The ?: operator must always have 2 branches. You can get very creative with its usage (it works as a functional subexpression, not as a full statement) (not only for assignments) but I advise you to not overuse it because (due to grammar and backwards compatibility) its evaluation rules have gone extremely complex.

Advanced example

Sometimes it might not be obvious how large simplifications are possible. The example below has a space for multiple potential improvements.

if (a == f(b))
	x = std::make_pair(true, a);
else
	x = std::make_pair(false, f(b));

Note that the result of the function is wanted in both branches - the first branch (before improvements) used a local variable to avoid duplicate function calls but this resulted in hiding of the redundancy.

1 2	int r = f(b); x = std::make_pair(a == r, r);

Exercise

Question 1

What's wrong with the following code?

if (x != 0);
{
	// do stuff...
}
else
{
	// do other stuff...
}

Answer

There are 2 mistakes:

There is ; immediately after the condition (null statement) which acts as the braceless one statement. It will prevent actually intended statements from happening and break the else (either shifting it to a different if or making a compiler error).
There are 2 branches but the condition contains a negation. It can be simplified by reversing the condition and swapping branch bodies:

if (x == 0)
{
	// do other stuff...
}
else
{
	// do stuff...
}

Question 2

What's wrong with the following code?

1 2	if (x = func()) std::cout << "x is non-zero\n";

Answer

The code uses =, not ==. This will cause the assignment to take place and because assignment operator returns first operand (it's right-to-left associative) the if statement will evaluate x after the assignment (converting it to bool). All major compilers should warn on this type of mistake.
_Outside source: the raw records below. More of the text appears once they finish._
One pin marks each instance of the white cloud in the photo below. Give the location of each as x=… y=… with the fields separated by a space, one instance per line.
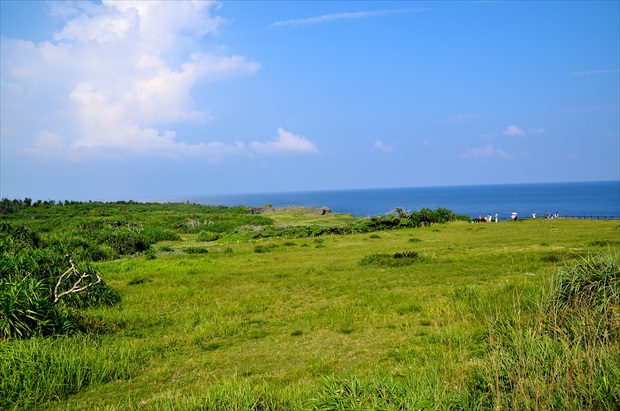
x=286 y=142
x=385 y=148
x=342 y=16
x=487 y=151
x=513 y=130
x=117 y=71
x=539 y=130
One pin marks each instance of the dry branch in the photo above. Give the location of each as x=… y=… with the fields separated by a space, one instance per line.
x=78 y=285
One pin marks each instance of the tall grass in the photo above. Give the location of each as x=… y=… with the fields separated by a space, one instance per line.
x=40 y=370
x=565 y=354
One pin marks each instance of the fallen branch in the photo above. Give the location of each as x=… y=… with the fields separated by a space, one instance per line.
x=77 y=285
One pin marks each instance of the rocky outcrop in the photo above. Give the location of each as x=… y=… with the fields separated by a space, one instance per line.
x=269 y=209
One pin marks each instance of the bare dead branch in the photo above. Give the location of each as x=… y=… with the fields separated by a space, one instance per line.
x=79 y=285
If both the assignment and the test are desired, major compilers agreed on this solution:

1
2
3

// extra set of () indicates desirable assignment in subexpression
if ((x = func()))
	std::cout << "x is non-zero\n";

I don't get the assignment operator returns first operand part. What makes = compile inside if?

You need to understand that if does not see every entity inside the condition, it simply acts as a test of a value of type bool. The whole condition expression is evaluated first and only then its result is brought to the if logic. Why assignments return first operand as the result? This will get clearer once you get familiar with functions and the concept of returning a result - many parts of C++ work on the basis of functions and most operators (including =) too.

Writing

Write a simple pseudo-calculator program:

The user should enter 2 numbers.
The user should enter extra number specifying operation to perform (addition, subtraction, multiplication, division, modulus).
The program should check validity of the operation (division and modulus by 0 have undefined behavior) and execute it if possible. Print the result.